Wiederabdruck nach: Libuše Moníková: Kirschfeste. Über die Annexion Europas an Böhmen anläßlich des 50. Jahrestags des Münchner Abkommens. In: Dies.: Prager Fenster. Essays. München / Wien 1994, S. 9–17. © 1994 Carl Hanser Verlag München.

Bei meinem täglichen Blick auf die Karte verschiebe ich die Grenzen von Böhmen des öfteren, mal nach der historischen Vorlage von Großmähren, mal nach Shakespeare, der wußte: Böhmen liegt am Meer. Es wäre allemal sinnvoll, die Vorschläge der Dichter zu bedenken, statt die Teilung der Welt Politikern zu überlassen, die nicht lesen.

Arno Schmidt hat in seiner historischen Revue »Massenbach« die Vision eines Europas entworfen, dem, geeinigt durch Napoleon, eine demokratische Verfassung auf der Grundlage von Einheit, Gleichheit, Brüderlichkeit militärisch aufgeprägt worden wäre; der preußische Oberst Massenbach träumt dieses Europa am Vorabend der Allianz europäischer Staaten gegen Napoleon, mit Rußland und England an der Spitze.

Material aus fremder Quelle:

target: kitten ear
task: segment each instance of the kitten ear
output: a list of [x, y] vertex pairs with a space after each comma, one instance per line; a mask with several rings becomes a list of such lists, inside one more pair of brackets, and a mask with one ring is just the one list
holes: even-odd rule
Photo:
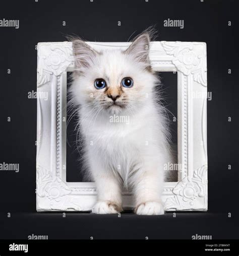
[[98, 54], [97, 52], [80, 39], [74, 40], [72, 46], [77, 69], [88, 68], [94, 63], [95, 57]]
[[134, 40], [130, 46], [126, 50], [126, 53], [133, 55], [138, 61], [144, 62], [150, 65], [149, 57], [149, 33], [143, 33]]

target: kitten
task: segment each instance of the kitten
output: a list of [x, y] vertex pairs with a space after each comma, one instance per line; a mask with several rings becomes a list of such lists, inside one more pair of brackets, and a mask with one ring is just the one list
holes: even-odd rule
[[84, 161], [97, 189], [95, 214], [122, 211], [124, 187], [133, 192], [137, 214], [164, 214], [164, 164], [171, 156], [163, 107], [156, 102], [150, 41], [145, 32], [125, 51], [98, 52], [73, 41], [70, 92], [78, 108]]

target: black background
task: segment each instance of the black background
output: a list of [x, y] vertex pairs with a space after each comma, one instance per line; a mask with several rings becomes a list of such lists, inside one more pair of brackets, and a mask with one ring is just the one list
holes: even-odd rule
[[[1, 2], [0, 19], [19, 19], [20, 28], [0, 27], [0, 162], [19, 163], [20, 172], [0, 173], [0, 238], [27, 239], [34, 234], [49, 239], [190, 239], [198, 234], [238, 239], [238, 10], [237, 1], [228, 0]], [[164, 27], [168, 18], [184, 20], [184, 28]], [[207, 43], [208, 90], [212, 93], [208, 101], [208, 211], [178, 212], [176, 218], [172, 213], [130, 212], [121, 218], [37, 213], [36, 101], [27, 98], [36, 88], [35, 46], [66, 40], [73, 33], [90, 41], [127, 41], [135, 31], [154, 24], [158, 40]]]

Im ›Vorspiel‹ zu seiner Revue läßt Schmidt eine seiner Figuren die Einsicht äußern: »England gehört ja gar nicht zu Europa.«

Als 1938 der britische Premierminister Chamberlain im Zuge seiner Appeasement-Politik ein Drittel der Tschechoslowakei an Hitler ›abgetreten‹ hatte, erklärte er im britischen Rundfunk: »Wie schrecklich, phantastisch, unglaublich ist es, anzunehmen, daß wir hier Schützengräben graben und Gasmasken anprobieren sollen wegen des Streits in einem weit entfernten Land unter einem Volk, von dem wir nichts wissen.« (Rede vom 27.9.1938)

Bei der Informierung der tschechoslowakischen Vertreter in München, die stundenlang auf das Ergebnis der Verhandlungen im Vorraum warten durften, gähnte er infolge der fortgeschrittenen Stunde unverhohlen.

England werde ich nicht in mein Böhmen aufnehmen.

Und Frankreich?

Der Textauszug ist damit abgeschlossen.